Little Teachers

"And a little child shall lead them," Isaiah tells us. When our thought is receptive, how many lessons the children teach us! On page 9 of "Pulpit and Press" Mrs. Eddy says, "Ah, children, you are the bulwarks of freedom, the cement of society, the hope of our race!" Not only after the present generation of children have grown to be men and women will their helpfulness as here propheside be seen, but even through their childhood they are teaching valuable and beautiful lessons it would be well to learn.

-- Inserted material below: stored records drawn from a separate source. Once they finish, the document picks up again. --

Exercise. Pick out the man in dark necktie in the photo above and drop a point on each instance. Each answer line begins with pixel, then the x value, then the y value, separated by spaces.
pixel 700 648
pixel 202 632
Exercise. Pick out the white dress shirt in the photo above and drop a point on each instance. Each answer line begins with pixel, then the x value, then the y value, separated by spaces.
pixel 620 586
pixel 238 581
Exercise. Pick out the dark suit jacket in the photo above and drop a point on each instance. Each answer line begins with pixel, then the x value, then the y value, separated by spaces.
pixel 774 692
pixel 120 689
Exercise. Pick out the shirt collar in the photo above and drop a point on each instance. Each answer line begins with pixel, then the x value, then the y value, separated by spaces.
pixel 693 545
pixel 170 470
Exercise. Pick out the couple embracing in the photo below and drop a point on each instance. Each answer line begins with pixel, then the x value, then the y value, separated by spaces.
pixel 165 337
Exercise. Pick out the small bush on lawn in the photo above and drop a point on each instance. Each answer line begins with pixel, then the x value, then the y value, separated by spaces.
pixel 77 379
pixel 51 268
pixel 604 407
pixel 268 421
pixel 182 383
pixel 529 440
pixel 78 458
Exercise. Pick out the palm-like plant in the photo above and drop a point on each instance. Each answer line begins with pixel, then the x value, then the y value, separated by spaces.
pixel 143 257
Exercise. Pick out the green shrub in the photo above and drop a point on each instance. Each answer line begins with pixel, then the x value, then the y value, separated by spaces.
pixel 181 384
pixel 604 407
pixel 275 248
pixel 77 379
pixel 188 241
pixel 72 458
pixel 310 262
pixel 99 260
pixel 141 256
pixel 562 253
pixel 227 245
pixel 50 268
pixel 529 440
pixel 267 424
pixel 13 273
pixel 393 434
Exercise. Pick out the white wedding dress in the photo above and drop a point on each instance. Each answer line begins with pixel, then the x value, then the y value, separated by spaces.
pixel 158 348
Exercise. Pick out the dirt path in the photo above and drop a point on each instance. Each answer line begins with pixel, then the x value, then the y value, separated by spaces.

Two incidents come to my thought. The first occurred several years ago, while I was living in a town in a middle western state where it is customary in the summer for families to spend their evenings on the porch or lawn, with neighbors and friends dropping in. In one such friendly group was a little girl about three years old, who, in her childlike desire to please, was accustomed to pick flowers—"Boks," she called them. Sometimes it would be only a wisp of grass or a potato blossom from the vegetable garden. These, with a loving smile, she would give to each one present. One member of the party had, for some unexplained and unexplainable reason, taken a violent dislike to this pretty child; and when in her innocence she offered him a little flower, he, in extreme rudeness, refused to look at it or at her. But did the little girl feel hurt or abused or misused? Not at all. She just sweetly and lovingly continued to offer him her little gifts, utterly regardless of his seeming unkindness. To me this was a wonderful lesson in knowing no evil. I saw more clearly than ever before why Jesus so loved the little children, and that to a consciousness filled with good, evil is unknown. Evil is nothing—having neither place, presence, nor power. Although it may seem to be a long and rough road to a consciousness of good that knows no evil, this is the spiritual goal to which we all must attain.